In early October, the FBI announced the arrest of a man named Ross William Ulbricht; he was charged with narcotics trafficking. No ordinary drug pusher, Ulbricht was the founder and chief operator of the notorious online black market Silk Road. The arrest shone a light into one of the best-kept secrets in our increasingly connected society: the existence, and potential, of the Deep Web.
As SEOs, we spend every workday obsessing over search engines; what they can see, what they’ll praise or punish, and how to improve our clients’ rankings in the results pages. We think in links, in social signals, and in search phrases, because at the end of the day we are concerned with what happens when a web user types a query into a search engine. For many internet users—if not most—that’s how the Internet works: you search for something and the relevant results pop up. But the number of pages indexed by web crawlers is just a tiny fraction of all the pages in the World Wide Web as a whole, and exploring the unsearchable ones has become a dark descent into completely unknown territory. And I find it fascinating.

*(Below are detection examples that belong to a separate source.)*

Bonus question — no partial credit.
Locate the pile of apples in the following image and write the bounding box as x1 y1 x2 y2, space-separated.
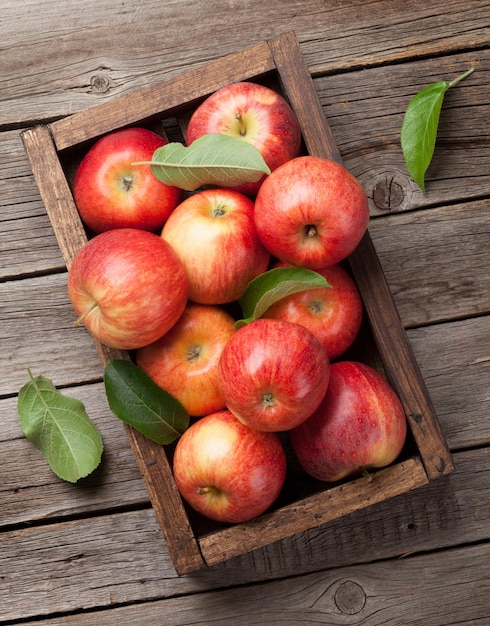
68 82 406 523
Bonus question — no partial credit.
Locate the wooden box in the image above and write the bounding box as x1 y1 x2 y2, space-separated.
22 33 453 574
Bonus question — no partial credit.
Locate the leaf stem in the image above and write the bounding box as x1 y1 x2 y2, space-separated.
448 67 475 89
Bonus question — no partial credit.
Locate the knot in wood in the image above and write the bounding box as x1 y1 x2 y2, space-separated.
373 176 404 211
90 74 111 94
368 170 415 213
334 580 366 615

In order for a web page to be indexed, it must be static and linked to other pages. Deep web pages, in contrast, are not indexed by a search engine, and thus never show up in the results. These pages store their content in searchable databases, but they do not actually exist until a specific search calls up the data and creates a dynamic page on which it can be viewed. While most users don’t realize it, they’ve encountered the deep web at some point in their online travels; a lot of the deep web includes stuff like catalog search results, flight schedules, and research data, all of which adds up to an estimated 7,750 terabytes of information. It’s believed that the surface web—our bread and butter—consists of only 1% of the entire World Wide Web.

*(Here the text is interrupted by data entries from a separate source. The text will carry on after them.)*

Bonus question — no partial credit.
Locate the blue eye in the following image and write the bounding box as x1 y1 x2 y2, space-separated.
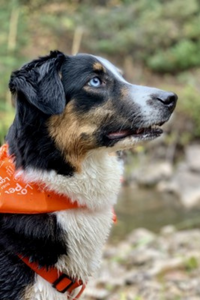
88 77 101 87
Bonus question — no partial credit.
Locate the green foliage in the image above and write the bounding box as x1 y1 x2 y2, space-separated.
0 0 200 144
184 256 199 272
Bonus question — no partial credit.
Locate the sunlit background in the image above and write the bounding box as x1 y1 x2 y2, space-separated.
0 0 200 300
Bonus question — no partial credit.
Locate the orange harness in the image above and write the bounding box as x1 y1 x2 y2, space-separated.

Of course, one of the most famous elements of the deep web is the fact that the pages operate in almost complete anonymity, which has made it a haven for illegal activity and black markets such as Silk Road. These sites used a software called TOR, which conceals their IP addresses by bouncing them around several servers and making them very difficult to find. If you searched for these sites in Google, you’d come up with absolutely nothing, because as far as the search engines know, these sites simply do not exist.
This anonymity hasn’t only been used by pornographers and drug lords; the deep web has been hugely helpful in countries where the internet is strictly regulated, because it offers a place for activists to communicate and share information that would get them arrested or killed in real life. In a world of NSA tracking, where your data is a huge commodity, there’s definitely an appeal to the concept of being able to navigate the web without being traced or tracked.
Of course, web pages which specifically avoid being crawled by search engines aren’t of much use to SEOs. But I think it’s amazing to realize that there is a gigantic world beneath our virtual feet; it’s deeply humbling to remember that, at the end of the day, we’re mere drops in the ocean.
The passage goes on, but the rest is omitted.